Pudgy Penguins: modelo de crecimiento de marca en el mercado NFT
En el mercado de NFT, Pudgy Penguins se ha consolidado como la marca NFT nativa más fuerte en este ciclo. La empresa está transformándose de un “producto de lujo digital” especulativo a una plataforma de IP multivertical para consumidores.
Estratégicamente, Pudgy Penguins primero adquiere usuarios a través de canales tradicionales y luego los integra en Web3. Su ecosistema incluye productos físicos (ventas minoristas por más de 13 millones de dólares y más de 1 millón de unidades vendidas), juegos y experiencias (Pudgy Party alcanzó 500,000 descargas en dos semanas), y el token PENGU, ampliamente distribuido. Aunque el mercado actualmente valora a Pudgy como un IP premium en comparación con sus pares tradicionales, el éxito sostenido dependerá de la expansión minorista, la adopción en juegos y la profundización en la utilidad del token.

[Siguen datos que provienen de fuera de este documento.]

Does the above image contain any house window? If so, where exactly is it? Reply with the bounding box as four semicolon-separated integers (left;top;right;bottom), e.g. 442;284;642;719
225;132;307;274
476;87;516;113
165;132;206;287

La coexistencia de regulación e innovación: el significado del acuerdo de Davos
A pesar de las fricciones, los participantes del panel coincidieron en un punto importante. Los representantes de cada bando, incluido Brad Garlinghouse, acordaron que, en última instancia, es necesario encontrar formas de que la innovación y la regulación puedan coexistir. Esto va más allá de un simple consenso retórico en Davos y envía una señal clave para la formulación de políticas futuras.
Las discusiones entre Armstrong, Villeroy, Garlinghouse y Winters muestran que la industria de las criptomonedas ha evolucionado más allá de la simple innovación tecnológica para convertirse en un actor político que influirá en el futuro del sistema financiero global. Se espera que las posiciones expresadas en este Foro de Davos sirvan como referencias importantes en la formación de la legislación estadounidense y los marcos regulatorios internacionales en los próximos años.